The audience was then invited to ask questions, and one of the first that came up was, “Who was your favorite leading man—and who was your least favorite?” Marie glanced to the ladies on either side of her.  “Well, I think we all know who our least favorite was,” she remarked dryly.  Together: “Roger Davis!”  “He used to sit on my hair all the time,” Diana complained.  “In our scenes, I was usually lying down, and he would just walk over, sit down and start saying his lines.”  Marie repeated her Festival 2002 anecdote about how Roger (as Jeff Clark) unexpectedly and violently shoved her (as Eve) out of the camera’s range when he hadn’t dared any such thing during rehearsal.  Lara spoke up for Roger, mentioning how much everybody liked him, in spite of how difficult he could be.  “Roger is very brilliant, and he used to like to re-write the scripts.  He did that on “Smith and Jones” all the time.  He would change the dialogue and make it better—but he would do it at the last minute.”  “I think he had it planned in advance,” Marie argued, “but he didn’t pull anything during rehearsal because he knew he wouldn’t be able to get away with it.” Lara also admitted that she didn’t really like to work opposite Jonathan Frid.  “He would forget his lines, and it would make you look bad.  When you watched the show, the confusion on Jonathan’s face made him seem like a tortured, guilt-ridden vampire, and it was wonderful, but the pauses in between made it seem that you were the one who had forgotten the lines.”  Marie slyly confided that her trick for avoiding such a problem, even if she had been the one to flub the lines, was to immediately glare at the other actor as though it were his fault.

Haunted Tree

As for favorite leading men, Marie named Humbert Allen Astredo.  Terry expressed how much she enjoyed working with both David Selby and James Storm.  Lara stated that the actor she best liked to work with was John Karlen.  “He was such a marvelous actor; he had so much talent, but he was frustrated because he was working on a soap opera instead of in films.  He could make changes in the way he delivered his lines that were so subtle.  If you watched him carefully, you could see how he added new layers to the scenes with each rehearsal, and he gave some really marvelous performances.”

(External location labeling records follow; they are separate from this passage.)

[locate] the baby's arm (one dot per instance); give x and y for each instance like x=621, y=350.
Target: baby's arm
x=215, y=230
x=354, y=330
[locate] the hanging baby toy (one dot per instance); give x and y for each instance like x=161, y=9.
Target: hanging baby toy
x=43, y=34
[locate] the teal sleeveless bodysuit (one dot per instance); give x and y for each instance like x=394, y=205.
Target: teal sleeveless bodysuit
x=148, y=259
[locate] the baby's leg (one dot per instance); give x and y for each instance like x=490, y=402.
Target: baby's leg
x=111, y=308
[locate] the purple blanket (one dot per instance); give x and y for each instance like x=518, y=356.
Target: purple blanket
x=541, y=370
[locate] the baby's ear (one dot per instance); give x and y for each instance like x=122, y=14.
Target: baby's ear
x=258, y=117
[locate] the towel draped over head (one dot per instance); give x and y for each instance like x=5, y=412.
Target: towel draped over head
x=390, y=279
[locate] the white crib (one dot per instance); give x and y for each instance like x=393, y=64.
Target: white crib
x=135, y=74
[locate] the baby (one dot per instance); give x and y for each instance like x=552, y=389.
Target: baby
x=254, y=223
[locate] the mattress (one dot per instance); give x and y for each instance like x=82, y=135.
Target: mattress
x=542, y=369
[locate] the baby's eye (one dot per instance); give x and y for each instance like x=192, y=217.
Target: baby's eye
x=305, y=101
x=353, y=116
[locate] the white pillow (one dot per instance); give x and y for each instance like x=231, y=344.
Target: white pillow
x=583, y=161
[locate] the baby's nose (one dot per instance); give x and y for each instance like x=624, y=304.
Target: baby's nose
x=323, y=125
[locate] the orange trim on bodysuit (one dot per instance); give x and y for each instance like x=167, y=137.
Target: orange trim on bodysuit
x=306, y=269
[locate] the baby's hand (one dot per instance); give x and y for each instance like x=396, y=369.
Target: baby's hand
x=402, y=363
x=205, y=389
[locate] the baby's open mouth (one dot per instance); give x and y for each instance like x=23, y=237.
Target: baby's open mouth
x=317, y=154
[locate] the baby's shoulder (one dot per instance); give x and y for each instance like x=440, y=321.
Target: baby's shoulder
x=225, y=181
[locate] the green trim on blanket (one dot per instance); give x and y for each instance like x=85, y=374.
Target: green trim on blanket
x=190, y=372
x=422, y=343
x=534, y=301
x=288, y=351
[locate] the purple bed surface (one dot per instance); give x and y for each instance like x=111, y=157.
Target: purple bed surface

Lara then shared a story of how Johnny had recently come to stay with her family while he was between apartments.  The weekend before, her meticulous mother-in-law had been a guest, and she had taken it upon herself to remove the sheets and blankets and fold them up before leaving.  “I saw all of the sheets folded on top of the washing machine, and I assumed that I must have already put new sheets on the bed.”  When his visit ended, Johnny went to Lara and thanked her profusely for being so gracious.  “I went into the guest room to change the sheets—and the only things on the bed were a pillow with no pillow case and a quilt.  I was so embarrassed, I sat down and cried for half an hour.  Also that weekend, we had had an invasion of ants, and there had been ants all over his sink…But he was so nice and hadn’t complained at all the entire time.”

A woman in the audience noted that most of the female characters on the show were villains and asked how the actresses thought their characters might be written today as heroes.  “I don’t think Beth was ever a villain,” Terry remarked.  “You mean Edith?  Why? Because I was a little mean to my husband who was in a wheelchair and only pretending he couldn’t walk?”  “I thought I was a hero,” Diana protested.  “If my character were on TV today, I would probably be a hero by setting fires.”  Marie pointed out that villains never see themselves as villains.  “Part of the job of playing the heavy is to find the motivation for what you’re doing, and play the scenes to justify that,” Lara explained.